Après un examen approfondi de la jument
L'homme de l'art rendit son jugement.
"Votre bête est atteinte de neurasthénie,
Il faut seulement lui donner compagnie."
N'ayant qu'un âne à mettre dans l'enclos
Il amena le quadrupède aussitôt.
A la vue de l'arrivant la jument rigola
Et de l'allure du baudet se moqua :
"Mais qu'est-ce que c'est que ce mini cheval
Affublé d'oreilles de taille anormale ?
- C'est tout, c'est un peu court, jument !
On pouvait dire... Oh ! Dieu ! Bien des choses assurément
En variant le ton, tenez, par exemple :
Pratique : "Avec un système auditif si ample,
Il vous faut des kilos d'amidon ma foi
Pour le tenir si droit."
International : "Quand vos portugaises sont ensablées,
Il faut un bulldozer pour les dégager."
Amical : "Aimez-vous les fumeurs aussi haut
Que vous leur offrez de telles étagères à mégots ?"

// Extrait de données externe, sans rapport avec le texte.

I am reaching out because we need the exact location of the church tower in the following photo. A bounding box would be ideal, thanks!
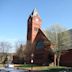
[27,8,42,43]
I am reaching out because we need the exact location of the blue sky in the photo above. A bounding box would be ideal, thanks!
[0,0,72,52]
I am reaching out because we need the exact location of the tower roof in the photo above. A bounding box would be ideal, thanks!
[31,8,39,16]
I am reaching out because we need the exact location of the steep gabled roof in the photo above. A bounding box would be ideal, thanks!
[34,29,51,45]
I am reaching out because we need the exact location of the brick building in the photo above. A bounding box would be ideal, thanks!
[27,9,54,65]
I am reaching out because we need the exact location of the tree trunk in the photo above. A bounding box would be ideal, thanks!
[57,54,60,66]
[54,54,57,66]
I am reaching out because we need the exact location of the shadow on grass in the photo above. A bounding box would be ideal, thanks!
[38,68,72,72]
[30,68,72,72]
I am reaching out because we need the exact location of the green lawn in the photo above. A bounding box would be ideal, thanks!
[17,64,70,72]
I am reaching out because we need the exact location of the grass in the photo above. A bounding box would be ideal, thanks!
[16,64,66,70]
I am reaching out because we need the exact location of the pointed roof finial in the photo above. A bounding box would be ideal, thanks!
[31,8,38,16]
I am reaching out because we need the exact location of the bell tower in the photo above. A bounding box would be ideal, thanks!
[27,8,42,43]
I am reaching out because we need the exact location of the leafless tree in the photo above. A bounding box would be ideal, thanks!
[45,24,70,66]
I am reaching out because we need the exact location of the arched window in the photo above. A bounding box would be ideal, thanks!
[36,40,44,49]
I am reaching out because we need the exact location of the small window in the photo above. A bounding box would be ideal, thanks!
[34,28,38,32]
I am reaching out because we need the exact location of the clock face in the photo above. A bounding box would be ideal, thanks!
[35,18,39,22]
[36,40,44,49]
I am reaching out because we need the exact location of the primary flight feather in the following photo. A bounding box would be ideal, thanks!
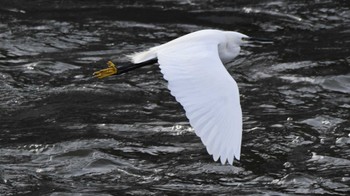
[97,30,258,165]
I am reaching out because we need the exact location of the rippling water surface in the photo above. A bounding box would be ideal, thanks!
[0,0,350,195]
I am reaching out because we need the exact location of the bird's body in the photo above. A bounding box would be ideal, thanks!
[93,30,262,165]
[130,30,247,164]
[129,30,248,64]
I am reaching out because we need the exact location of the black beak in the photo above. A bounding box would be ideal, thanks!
[242,37,273,43]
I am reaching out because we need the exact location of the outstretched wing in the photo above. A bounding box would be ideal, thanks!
[157,44,242,165]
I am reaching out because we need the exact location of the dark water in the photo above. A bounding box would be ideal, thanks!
[0,0,350,196]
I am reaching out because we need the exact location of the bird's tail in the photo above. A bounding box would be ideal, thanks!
[128,48,157,64]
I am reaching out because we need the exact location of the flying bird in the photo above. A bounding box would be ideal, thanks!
[94,29,266,165]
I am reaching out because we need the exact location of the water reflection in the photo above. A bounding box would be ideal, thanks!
[0,0,350,195]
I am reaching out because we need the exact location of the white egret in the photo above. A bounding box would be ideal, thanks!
[94,30,268,165]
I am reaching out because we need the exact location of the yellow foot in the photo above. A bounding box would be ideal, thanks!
[93,61,118,79]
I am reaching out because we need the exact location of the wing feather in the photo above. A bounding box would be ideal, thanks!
[157,44,242,164]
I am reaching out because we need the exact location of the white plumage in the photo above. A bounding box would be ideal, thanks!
[130,30,248,165]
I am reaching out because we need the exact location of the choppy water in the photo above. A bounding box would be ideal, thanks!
[0,0,350,196]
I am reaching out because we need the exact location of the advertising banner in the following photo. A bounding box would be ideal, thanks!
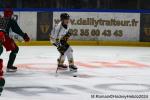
[53,12,140,41]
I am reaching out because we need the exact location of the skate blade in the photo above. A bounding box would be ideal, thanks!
[58,68,68,70]
[6,69,17,73]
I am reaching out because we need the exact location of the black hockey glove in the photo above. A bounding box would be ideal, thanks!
[57,43,69,55]
[61,32,72,42]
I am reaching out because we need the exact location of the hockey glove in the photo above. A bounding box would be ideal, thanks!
[23,33,30,42]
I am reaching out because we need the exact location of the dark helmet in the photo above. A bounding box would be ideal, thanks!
[60,13,70,20]
[4,8,13,17]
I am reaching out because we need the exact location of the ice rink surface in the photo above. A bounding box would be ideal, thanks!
[0,46,150,100]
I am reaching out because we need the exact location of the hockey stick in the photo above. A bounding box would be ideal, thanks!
[56,54,63,74]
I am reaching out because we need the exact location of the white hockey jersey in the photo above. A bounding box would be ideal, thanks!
[50,22,70,43]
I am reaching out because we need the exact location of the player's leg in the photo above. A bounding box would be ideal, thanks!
[7,47,19,72]
[3,36,19,72]
[66,47,78,71]
[0,46,5,96]
[57,54,68,70]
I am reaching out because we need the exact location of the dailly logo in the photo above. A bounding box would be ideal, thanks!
[40,25,50,33]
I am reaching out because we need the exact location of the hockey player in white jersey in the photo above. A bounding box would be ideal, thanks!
[50,13,77,72]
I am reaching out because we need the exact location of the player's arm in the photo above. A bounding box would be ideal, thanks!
[11,20,30,41]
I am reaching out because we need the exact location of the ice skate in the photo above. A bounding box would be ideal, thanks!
[7,66,17,72]
[69,65,78,72]
[58,64,68,70]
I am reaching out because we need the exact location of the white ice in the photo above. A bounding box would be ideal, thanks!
[0,46,150,100]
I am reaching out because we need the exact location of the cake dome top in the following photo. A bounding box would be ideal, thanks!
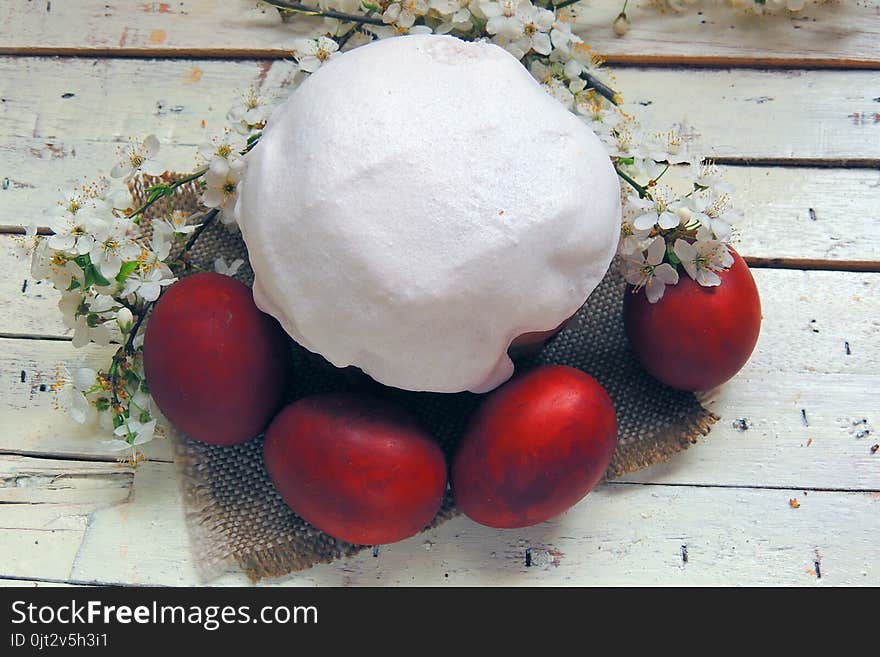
[236,35,620,392]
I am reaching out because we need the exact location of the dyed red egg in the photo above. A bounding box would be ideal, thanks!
[623,249,761,391]
[144,273,291,445]
[263,393,446,545]
[452,365,617,527]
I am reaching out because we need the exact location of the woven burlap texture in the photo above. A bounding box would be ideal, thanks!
[131,177,718,581]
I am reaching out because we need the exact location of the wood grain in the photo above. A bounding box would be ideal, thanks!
[0,270,880,490]
[0,0,880,68]
[0,57,880,236]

Prévenant : "Quand vous évacuez le cérumen,
Il vous faut commander une benne !"
Malin : "Faut-il que vous goûtiez à ce point le son
Qu'on vous a affublé de tels pavillons."
Voilà ce qu'à peu près ma chère, vous m'auriez dit
Si vous aviez fait preuve d'un peu d'esprit.
Un âne qui parodie Edmond Rostand,
La jument n'en demandait pas tant.
Ravie d'entendre un tel érudit
Elle trouva le bourriquet de bonne compagnie.
Depuis ce jour, aux champs comme à l'étable
Les deux équidés devinrent inséparables.